Ausgerechnet die ohnehin angeschlagene CIA, die immer wieder einer Beteiligung am Kennedy-Attentat verdächtigt wurde, dürfte wenig von dem Verlust der spionagebegeisterten Kennedys profitiert haben. Im Gegenteil hatte sie nach verbreiteter Meinung bei der Überwachung der Auslandsaktivitäten Oswalds versagt und wurde von Johnson, dem engen Freund des CIA-Rivalen Hoover, buchstäblich ignoriert. Der Bezirksstaatsanwalt von New Orleans, Jim Garrison, der 1967 erfolglos den ehemaligen CIA-Residenten und Geschäftsmann Clay Shaw anklagte, ermittelte ebenfalls insoweit nie gegen Marcello und seine einflußreichen Freunde, deren Interessen er gekannt haben musste.
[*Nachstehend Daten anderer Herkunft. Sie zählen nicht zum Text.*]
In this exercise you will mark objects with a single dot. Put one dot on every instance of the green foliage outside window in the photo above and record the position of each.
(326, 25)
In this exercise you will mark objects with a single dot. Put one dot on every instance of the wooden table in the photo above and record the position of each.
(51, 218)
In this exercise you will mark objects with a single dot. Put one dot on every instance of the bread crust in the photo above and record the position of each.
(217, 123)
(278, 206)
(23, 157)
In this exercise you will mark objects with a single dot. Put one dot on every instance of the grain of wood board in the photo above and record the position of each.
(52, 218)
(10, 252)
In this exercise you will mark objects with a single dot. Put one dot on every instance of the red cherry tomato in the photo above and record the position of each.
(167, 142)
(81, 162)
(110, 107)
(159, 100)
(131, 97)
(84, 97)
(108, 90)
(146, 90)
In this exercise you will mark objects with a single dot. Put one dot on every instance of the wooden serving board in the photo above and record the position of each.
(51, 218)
Im Gegenteil brachte Garrison zahlreiche Anklagen gegen die Mafia zu Fall und fand auch nichts dabei, sich von Marcello eine günstige Immobilie vermitteln sowie Wochenenden in Las Vegas schenken zu lassen.

Hoover, der acht Präsidenten überlebt hatte, wurde von Johnson zum FBI-Chef auf Lebenszeit gemacht, die 1972 unter mysteriösen Umständen endete.

Johnsons langjähriger Weggefährte Gouverneur Connally wurde Finanzminister, tat sich als eifriger Falke des Vietnamkriegs hervor, machte mit Bestechungsskandalen Schlagzeilen, wechselte nach Johnsons Tod 1973 in die Republikanische Partei, bemühte sich mit Unterstützung von Rechtsaußen Strom Thurmond selbst erfolglos um das Präsidentenamt und meldete 1986 Bankrott an.

Präsident Nixon, der an Kasinogeschäften auf Kuba beteiligt gewesen sein soll und auch auf Marcellos Payroll stand, stellte für die ehrenwerte Gesellschaft ebenfalls keine Bedrohung dar. Im Gegenteil befreite Nixon sogar Heroinschmuggler Trafficante aus einem Schweizer Gefängnis und amnestierte zum Entsetzen des FBI brutale Mafiosi. Als nach dem Watergate-Skandal Giancana, der für die Mafia mit Kennedy auf das falsche Pferd gesetzt hatte, 1976 über die Konspiration mit der CIA gegen Castro aussagen sollte, wurde er durch demonstrativ ins Gesicht abgegebene Schüsse zum Schweigen gebracht. Die zersägten Körperteile des ebenfalls geschwätzig gewordenen Roselli fand man in in einem Fass. Hoffa verschwand spurlos, angeblich in einer Druckpresse. Als einziger CIA-Mordpartner der Mafia überlebte Trafficante, der das Gesetz des Schweigens kompromisslos ehrte.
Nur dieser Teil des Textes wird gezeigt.